Darüber hinaus ist der Nutzwert dimensionslos, man kann ihn nicht in Metern, Litern, Stück oder €wie auch immer angeben. Was soll man sich denn konkret darunter vorstellen, dass Alternative A einen Nutzwert von 43,07 und Alternative B einen Nutzwert von 42,59 hat, also um 0,47 schlechter ist? Welche konkrete Ausprägung hat dabei die 0,47? Hier ist der Manipulation Tür und Tor geöffnet.

Neben den Problemen der Methode, gibt es auch große Probleme (und Risiken) bei der Durchführung. Dazu einige Punkte:

  1. Ist den bewertenden Personen die Gewichtung bekannt, so beeinflusst dies sicher die eigenen Bewertung in Richtung des gewünschten Ergebnisses.
  2. Für die meisten Kriterien ist nicht definiert, wann welcher Punktwert zu vergeben ist. Es existiert kein Maßstab für die Kriterien. Sehr oft kommt von Anwendern dieser Methode die Aussage Die Messbarkeit kann nicht definiert werden. Wie soll das Kriterium dann bewertet werden? Es ist durchaus möglich ein Bewertungsmaßstab zu definieren, dies ist jedoch sehr viel Arbeit und wird deswegen meistens nicht durchgeführt.

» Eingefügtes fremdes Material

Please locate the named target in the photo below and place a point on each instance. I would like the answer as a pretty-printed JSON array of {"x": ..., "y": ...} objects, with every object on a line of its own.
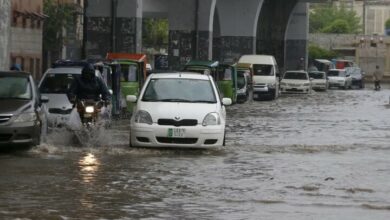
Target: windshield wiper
[{"x": 173, "y": 100}]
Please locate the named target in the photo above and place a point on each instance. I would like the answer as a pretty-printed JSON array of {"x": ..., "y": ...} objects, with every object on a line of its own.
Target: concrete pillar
[
  {"x": 5, "y": 31},
  {"x": 297, "y": 37},
  {"x": 124, "y": 34},
  {"x": 190, "y": 31},
  {"x": 235, "y": 32},
  {"x": 271, "y": 31}
]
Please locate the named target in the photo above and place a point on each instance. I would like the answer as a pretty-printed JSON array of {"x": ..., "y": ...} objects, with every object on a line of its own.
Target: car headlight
[
  {"x": 26, "y": 117},
  {"x": 211, "y": 119},
  {"x": 89, "y": 109},
  {"x": 271, "y": 85},
  {"x": 143, "y": 117}
]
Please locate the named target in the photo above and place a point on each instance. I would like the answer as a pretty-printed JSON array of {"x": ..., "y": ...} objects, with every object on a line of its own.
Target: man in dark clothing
[{"x": 88, "y": 86}]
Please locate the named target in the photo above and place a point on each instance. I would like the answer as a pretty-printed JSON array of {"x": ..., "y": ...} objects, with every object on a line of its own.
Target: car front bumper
[
  {"x": 142, "y": 135},
  {"x": 294, "y": 89},
  {"x": 26, "y": 133}
]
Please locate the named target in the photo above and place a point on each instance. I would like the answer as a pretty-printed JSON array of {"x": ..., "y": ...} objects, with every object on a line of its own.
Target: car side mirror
[
  {"x": 44, "y": 99},
  {"x": 131, "y": 98},
  {"x": 226, "y": 101}
]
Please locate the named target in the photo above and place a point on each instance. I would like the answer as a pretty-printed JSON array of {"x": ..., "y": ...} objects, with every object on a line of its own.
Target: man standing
[{"x": 378, "y": 75}]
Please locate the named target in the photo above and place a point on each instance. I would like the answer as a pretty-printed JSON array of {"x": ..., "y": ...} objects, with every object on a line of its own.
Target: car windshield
[
  {"x": 13, "y": 87},
  {"x": 179, "y": 90},
  {"x": 295, "y": 75},
  {"x": 58, "y": 83},
  {"x": 263, "y": 70},
  {"x": 336, "y": 73},
  {"x": 317, "y": 75},
  {"x": 129, "y": 73}
]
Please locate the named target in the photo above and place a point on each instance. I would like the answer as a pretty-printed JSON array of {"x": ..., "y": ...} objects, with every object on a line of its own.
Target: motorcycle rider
[{"x": 88, "y": 86}]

  3. Nach einer ersten Durchführung wird festgestellt, dass die Gewichtungen so doch nicht stimmen. Daraufhin werden die Gewichtungen angepasst und der Vorgang wiederholt. Insbesondere die Anpassung der Gewichte bis zum gewünschten Ergebnis ist dabei ein beliebtes Spiel.

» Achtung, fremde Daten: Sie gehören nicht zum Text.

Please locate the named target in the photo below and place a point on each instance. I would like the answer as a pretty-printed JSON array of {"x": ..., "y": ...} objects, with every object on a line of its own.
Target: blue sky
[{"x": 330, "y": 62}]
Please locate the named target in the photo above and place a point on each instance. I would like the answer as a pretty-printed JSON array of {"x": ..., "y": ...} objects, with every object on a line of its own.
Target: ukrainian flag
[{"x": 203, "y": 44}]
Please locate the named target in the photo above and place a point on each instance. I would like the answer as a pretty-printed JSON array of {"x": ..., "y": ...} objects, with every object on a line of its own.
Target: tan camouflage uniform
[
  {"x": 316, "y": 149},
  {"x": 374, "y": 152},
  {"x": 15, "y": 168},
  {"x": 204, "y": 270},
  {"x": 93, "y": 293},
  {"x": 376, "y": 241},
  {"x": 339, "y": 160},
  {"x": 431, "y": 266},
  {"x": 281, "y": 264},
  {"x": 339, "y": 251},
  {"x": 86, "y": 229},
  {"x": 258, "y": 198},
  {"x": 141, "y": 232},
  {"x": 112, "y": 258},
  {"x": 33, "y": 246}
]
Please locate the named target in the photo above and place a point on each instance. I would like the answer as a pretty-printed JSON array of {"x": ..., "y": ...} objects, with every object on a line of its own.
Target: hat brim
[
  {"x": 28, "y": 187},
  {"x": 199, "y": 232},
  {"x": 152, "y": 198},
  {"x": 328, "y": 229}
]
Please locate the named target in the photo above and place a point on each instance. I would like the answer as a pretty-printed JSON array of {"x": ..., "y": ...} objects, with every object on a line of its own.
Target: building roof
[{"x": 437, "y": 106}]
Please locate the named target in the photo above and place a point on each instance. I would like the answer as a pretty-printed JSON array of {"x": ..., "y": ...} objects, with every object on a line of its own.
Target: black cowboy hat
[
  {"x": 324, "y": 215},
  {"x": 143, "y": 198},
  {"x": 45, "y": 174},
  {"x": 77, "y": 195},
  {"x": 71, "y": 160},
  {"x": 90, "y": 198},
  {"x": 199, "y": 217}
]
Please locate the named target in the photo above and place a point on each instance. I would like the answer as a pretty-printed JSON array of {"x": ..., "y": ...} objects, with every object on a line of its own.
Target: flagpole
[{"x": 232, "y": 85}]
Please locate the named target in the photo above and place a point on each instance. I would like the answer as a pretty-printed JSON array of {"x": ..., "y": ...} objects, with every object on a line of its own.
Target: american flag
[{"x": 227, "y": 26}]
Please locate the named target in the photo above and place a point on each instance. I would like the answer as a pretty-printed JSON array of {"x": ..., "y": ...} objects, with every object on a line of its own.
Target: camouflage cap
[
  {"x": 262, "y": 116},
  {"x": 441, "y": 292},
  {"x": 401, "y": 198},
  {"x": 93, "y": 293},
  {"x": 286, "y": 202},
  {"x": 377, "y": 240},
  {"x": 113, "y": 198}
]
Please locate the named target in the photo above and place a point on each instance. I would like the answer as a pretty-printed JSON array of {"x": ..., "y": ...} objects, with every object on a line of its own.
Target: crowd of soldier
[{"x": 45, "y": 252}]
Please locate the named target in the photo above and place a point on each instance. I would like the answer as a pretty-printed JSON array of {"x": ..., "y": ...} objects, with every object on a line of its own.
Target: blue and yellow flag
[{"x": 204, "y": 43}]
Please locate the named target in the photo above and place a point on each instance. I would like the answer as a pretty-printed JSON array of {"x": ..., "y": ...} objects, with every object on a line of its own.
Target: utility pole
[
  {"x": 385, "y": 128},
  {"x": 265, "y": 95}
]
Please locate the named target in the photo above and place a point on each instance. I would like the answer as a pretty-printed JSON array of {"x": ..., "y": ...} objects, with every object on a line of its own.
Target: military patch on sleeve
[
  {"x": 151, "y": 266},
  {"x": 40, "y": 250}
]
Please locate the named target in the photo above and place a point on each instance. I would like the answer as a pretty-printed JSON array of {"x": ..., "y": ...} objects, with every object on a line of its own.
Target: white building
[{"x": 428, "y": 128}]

  4. Die Nutzwertanalyse liefert immer eine beste Lösung, auch wenn Sie nur schlechte Alternativen zur Auswahl haben, da nur die zur Auswahl stehenden Optionen bewertet werden. Meistens ist man aber daran interessiert, welche Alternative den eigenen Zielvorstellungen am nächsten kommt. Dies wird meistens dadurch versucht darzustellen, dass die optimale Lösung 100 Punkte erreichen muss.

Es gibt andere, meist viel besser geeignete Bewertungsverfahren, die einem bei der Entscheidungsfindung helfen, jedoch kann kein Verfahren den
Entscheidern die Entscheidung abnehmen.